All of that unstoppable love Luck was getting just two seasons ago, has turned into shakes of the head when discussing his current situation. It’s kind of weird. Complimentary adulation about skills are often followed by criticism of his approach and his team’s talent level.
Even Dan Fouts had to be brutally honest with me when discussing the prospects of the Colts team and their young QB, who is now the highest paid player in NFL history after signing that $123 million contract in June with $87 million up front.
“It all starts up front on that offensive line,” said the Chargers legend and CBS football analyst. “ And Luck’s offensive line’s not been very good and that affects the running game and the passing game. Until they get that squared away it’s going to be difficult (for the team to have any real success).”

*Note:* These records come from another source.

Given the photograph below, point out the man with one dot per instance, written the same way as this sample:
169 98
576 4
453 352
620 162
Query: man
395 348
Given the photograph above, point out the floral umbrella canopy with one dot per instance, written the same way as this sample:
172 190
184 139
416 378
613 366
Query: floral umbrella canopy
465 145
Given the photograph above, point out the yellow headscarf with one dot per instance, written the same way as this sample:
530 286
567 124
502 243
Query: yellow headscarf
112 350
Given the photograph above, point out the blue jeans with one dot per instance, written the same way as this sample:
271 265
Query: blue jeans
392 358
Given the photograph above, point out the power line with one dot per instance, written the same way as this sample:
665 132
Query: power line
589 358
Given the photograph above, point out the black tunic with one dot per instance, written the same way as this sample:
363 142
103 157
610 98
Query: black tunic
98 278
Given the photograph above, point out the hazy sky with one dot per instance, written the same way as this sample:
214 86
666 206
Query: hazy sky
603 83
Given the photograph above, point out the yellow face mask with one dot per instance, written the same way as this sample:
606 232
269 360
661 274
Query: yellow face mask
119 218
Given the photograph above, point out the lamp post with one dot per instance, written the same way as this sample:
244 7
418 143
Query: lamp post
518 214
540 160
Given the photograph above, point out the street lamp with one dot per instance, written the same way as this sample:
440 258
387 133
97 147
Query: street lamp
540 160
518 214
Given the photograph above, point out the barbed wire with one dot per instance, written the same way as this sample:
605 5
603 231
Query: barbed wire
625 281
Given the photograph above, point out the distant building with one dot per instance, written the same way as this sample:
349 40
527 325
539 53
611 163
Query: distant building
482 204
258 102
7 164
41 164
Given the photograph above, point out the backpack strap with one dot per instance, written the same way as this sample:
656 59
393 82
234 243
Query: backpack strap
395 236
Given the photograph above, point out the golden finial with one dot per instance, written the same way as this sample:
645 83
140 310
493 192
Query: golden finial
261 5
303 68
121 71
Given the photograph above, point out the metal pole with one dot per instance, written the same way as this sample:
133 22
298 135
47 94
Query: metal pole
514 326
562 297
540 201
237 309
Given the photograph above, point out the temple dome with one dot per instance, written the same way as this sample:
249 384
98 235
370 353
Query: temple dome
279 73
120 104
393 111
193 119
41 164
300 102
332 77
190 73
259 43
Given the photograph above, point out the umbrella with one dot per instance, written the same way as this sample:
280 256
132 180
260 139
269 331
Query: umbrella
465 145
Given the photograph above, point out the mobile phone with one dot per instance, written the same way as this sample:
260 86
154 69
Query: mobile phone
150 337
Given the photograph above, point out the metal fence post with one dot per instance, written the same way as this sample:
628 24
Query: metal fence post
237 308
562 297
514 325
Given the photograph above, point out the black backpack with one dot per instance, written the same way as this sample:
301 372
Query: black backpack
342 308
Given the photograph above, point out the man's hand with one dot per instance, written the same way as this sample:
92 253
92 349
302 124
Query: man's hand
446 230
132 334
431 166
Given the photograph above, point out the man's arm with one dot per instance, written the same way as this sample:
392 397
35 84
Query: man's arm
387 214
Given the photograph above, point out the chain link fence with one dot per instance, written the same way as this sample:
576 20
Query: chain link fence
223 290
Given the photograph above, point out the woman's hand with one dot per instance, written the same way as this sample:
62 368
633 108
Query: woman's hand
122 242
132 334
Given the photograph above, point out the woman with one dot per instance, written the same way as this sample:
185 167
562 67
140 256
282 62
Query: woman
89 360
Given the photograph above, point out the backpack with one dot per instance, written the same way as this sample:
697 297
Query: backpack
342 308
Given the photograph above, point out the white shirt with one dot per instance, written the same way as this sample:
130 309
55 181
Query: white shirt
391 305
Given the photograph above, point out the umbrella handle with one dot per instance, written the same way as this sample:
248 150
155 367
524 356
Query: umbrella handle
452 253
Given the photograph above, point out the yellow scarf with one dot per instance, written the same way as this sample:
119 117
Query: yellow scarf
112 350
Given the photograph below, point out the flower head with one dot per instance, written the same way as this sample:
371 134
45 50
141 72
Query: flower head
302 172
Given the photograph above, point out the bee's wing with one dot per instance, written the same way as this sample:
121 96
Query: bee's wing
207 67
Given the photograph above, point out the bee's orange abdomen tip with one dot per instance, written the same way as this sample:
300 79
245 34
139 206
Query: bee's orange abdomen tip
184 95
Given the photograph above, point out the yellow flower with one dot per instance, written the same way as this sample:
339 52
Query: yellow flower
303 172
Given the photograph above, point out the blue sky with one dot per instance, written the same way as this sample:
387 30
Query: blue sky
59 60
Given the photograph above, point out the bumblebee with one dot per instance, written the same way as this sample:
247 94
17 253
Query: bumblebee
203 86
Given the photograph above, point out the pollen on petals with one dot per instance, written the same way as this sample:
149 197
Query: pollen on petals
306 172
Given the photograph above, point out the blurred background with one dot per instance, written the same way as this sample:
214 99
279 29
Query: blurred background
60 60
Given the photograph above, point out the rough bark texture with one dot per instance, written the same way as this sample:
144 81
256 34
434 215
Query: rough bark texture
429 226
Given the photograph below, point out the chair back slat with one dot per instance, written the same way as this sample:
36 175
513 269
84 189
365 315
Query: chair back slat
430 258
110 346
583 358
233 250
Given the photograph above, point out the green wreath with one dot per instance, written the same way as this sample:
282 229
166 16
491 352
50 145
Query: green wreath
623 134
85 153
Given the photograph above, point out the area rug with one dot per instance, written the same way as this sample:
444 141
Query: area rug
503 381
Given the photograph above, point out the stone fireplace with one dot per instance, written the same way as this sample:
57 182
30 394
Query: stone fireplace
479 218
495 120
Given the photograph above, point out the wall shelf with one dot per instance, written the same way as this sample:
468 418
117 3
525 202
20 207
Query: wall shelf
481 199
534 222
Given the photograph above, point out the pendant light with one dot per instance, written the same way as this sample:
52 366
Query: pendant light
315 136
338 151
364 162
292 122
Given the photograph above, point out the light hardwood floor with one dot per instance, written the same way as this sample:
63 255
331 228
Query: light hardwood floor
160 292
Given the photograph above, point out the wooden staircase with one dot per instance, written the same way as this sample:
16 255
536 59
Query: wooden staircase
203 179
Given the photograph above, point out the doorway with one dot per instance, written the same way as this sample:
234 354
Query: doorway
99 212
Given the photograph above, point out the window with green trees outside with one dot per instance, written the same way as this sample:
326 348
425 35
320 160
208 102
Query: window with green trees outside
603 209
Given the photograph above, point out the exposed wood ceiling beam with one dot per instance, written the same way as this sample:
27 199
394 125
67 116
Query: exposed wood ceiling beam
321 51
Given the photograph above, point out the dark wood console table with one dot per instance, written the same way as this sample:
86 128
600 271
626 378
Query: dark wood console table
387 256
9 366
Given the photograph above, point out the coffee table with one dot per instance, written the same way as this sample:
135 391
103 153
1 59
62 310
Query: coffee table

The wheels of greatness turn ever so swiftly in the NFL. Future legends become yesterday’s news, even in the prime of their careers. Luck should be battling for a championships right now. He’s got the goods physically and mentally. Instead, he’s Patrick Ewing and Barry Sanders with a weak supporting cast, hoping that the front office makes a miracle occur.
At least Luck will play more than nine games this season, but c’hip-checking will still be a long shot in the eyes of most prognosticators. Making the playoffs, however, would make 2015 and this brief fall from grace a mere memory in an otherwise illustrious career when it’s all said and done.